Somalia was colonised in the 19th century by Italy, Britain and neighbouring Ethiopia. Arbitrary borders drawn up by colonial powers meant that when Somalia became independent in 1960, a large part of ethnically Somali territory was lost to Ethiopia and Kenya.

Impoverished by a century of colonial exploitation, the independent Somali state was ruled by military dictator Siad Barre, who was little more than a mercenary for hire to the Cold War superpowers. Barre first served the Soviet Union, then the US.

Western intervention

Barre’s regime collapsed in 1991 and civil war broke out. Between 1992 and 1995, a US-led international force, including Australian soldiers, occupied Somalia under the guise of “humanitarian intervention”.

Thousands of Somalis were killed by the occupying forces. On October 3, 1993, more than 1000 Somalis were killed by US helicopter assaults in one afternoon.

But resistance by Somali militias forced the occupiers to withdraw before they were able to install a client regime. Civil war between various clan militias, warlords and gangs became permanent.

In coastal villages, foreign ships took advantage of the collapse of the Somali state to overfish Somali waters and dump toxic waste. Fishing villagers turned to piracy in response.

In the north, de facto independent states were set up in Somaliland and Puntland. These created better functioning administrations than in the rest of the country, but they remain unrecognised internationally.

Instead, the West has recognised a series of coalition governments that have been unable to assert real authority.

These Western-created coalition governments have either been based outside Somalia or in small areas of the capital, Mogadishu, secured by foreign troops. Divisions on clan lines have become more entrenched as the clan militias provide security in conditions of permanent war and a lack of state authority.

The West’s interventions have been consistently opposed to the organic emergence of a Somali state independent of Western control.

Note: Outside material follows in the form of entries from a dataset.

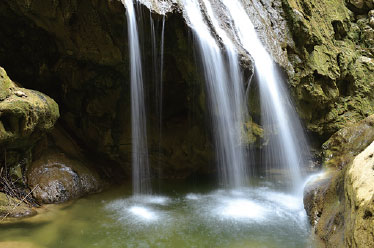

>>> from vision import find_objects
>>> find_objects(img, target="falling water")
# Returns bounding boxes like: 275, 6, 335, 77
182, 0, 247, 186
221, 0, 308, 189
122, 0, 151, 194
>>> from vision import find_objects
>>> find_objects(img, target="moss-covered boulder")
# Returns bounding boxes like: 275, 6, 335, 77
0, 67, 59, 148
322, 115, 374, 169
344, 143, 374, 248
26, 150, 102, 203
0, 192, 36, 219
304, 116, 374, 247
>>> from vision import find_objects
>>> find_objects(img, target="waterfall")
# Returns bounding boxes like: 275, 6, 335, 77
182, 0, 248, 187
221, 0, 308, 189
122, 0, 151, 194
182, 0, 308, 189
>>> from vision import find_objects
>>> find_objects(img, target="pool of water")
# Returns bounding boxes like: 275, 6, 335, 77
0, 181, 313, 248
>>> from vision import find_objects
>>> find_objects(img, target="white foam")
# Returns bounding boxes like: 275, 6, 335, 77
129, 206, 157, 220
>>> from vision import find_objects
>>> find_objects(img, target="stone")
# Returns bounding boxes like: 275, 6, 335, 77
0, 67, 60, 148
26, 150, 102, 203
349, 0, 365, 9
322, 115, 374, 169
368, 9, 374, 18
369, 17, 374, 28
0, 192, 36, 219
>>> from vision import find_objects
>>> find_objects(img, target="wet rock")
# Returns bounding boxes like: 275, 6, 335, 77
304, 116, 374, 247
304, 173, 332, 226
322, 115, 374, 169
0, 241, 44, 248
345, 142, 374, 248
369, 17, 374, 28
26, 150, 102, 203
0, 192, 36, 219
0, 67, 59, 148
282, 0, 374, 140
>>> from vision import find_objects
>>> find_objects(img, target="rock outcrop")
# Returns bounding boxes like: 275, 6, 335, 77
0, 67, 59, 149
26, 150, 102, 203
304, 116, 374, 247
0, 192, 36, 220
344, 142, 374, 248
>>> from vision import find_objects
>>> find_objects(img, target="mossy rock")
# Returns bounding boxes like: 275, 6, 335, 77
0, 67, 60, 148
26, 150, 103, 203
0, 192, 36, 218
322, 115, 374, 169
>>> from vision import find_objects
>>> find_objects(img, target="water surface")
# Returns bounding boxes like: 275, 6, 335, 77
0, 181, 310, 248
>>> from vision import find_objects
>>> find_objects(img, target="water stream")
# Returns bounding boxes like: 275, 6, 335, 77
0, 178, 312, 248
122, 0, 151, 194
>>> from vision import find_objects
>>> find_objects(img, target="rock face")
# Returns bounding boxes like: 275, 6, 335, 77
282, 0, 374, 140
345, 142, 374, 247
0, 0, 215, 178
26, 150, 102, 203
0, 192, 36, 219
0, 67, 59, 148
304, 116, 374, 247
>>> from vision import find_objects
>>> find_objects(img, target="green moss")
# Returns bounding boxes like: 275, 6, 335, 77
0, 68, 60, 147
0, 67, 14, 101
282, 0, 374, 138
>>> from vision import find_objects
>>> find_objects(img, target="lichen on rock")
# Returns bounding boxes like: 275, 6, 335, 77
26, 150, 102, 203
0, 192, 36, 220
0, 67, 59, 148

In 2005, a movement emerged that united most of the clans and created the basis of a state with nationwide legitimacy. This movement, the Union of Islamic Courts (UIC), was led by Islamic clerics from different clans.

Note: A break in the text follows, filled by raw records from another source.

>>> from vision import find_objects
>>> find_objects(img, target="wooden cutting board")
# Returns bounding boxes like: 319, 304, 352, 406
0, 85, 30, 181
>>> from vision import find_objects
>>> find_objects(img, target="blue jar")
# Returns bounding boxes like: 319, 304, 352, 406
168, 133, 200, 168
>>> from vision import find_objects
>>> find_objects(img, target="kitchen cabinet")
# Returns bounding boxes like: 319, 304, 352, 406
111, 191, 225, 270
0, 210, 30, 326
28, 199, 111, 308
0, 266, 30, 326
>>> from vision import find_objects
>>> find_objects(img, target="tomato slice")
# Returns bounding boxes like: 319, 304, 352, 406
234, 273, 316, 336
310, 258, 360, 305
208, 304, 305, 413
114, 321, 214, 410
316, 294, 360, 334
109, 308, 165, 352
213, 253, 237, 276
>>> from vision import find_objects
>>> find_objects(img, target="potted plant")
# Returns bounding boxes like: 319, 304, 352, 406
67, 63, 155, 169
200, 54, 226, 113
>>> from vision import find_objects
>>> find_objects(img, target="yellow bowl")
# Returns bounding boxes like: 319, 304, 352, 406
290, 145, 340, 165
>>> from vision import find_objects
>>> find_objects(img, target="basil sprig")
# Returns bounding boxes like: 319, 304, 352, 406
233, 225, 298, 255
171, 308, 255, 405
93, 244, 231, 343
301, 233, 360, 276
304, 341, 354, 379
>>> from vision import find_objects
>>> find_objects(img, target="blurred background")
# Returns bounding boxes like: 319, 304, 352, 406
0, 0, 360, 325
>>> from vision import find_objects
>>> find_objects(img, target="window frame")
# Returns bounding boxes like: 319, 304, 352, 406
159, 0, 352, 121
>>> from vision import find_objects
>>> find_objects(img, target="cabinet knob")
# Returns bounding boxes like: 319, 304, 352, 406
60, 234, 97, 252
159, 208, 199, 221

The US responded in December 2006 by sponsoring a violent and unpopular Ethiopian invasion. Al-Shabaab emerged as the strongest militia resisting Ethiopian occupation.

The Salafi interpretation of Islam followed by al-Shabaab is antagonistic to the traditional Islam followed by most Somalis and the religious establishment that created the UIC. When Ethiopian troops withdrew from Somalia in January 2009, a section of the UIC joined the latest Western-backed attempt to create a coalition government.

However, like its predecessors, this coalition has been unable to unite the forces supposedly represented by it or establish authority. US drones and the Kenyan-led AU forces were deployed to attack al-Shabaab-controlled areas in southern Somalia.

Kenya

Unlike Somalia, Kenya has a functioning state, but it too is beset by political violence.

Kenyan President Uhuru Kenyatta and Vice-President William Ruto face charges in the International Criminal Court for leading opposing sides in ethnic violence that followed disputed elections in 2007. This violence killed 1500 people and left 600,000 homeless.

Kenya's Somali minority has been subjected to national oppression since before Kenyan independence. This has increased with Kenyan involvement in the occupation of Somalia and al-Shabaab's retaliatory terrorist attacks. This, in turn, has fuelled al-Shabaab's violence.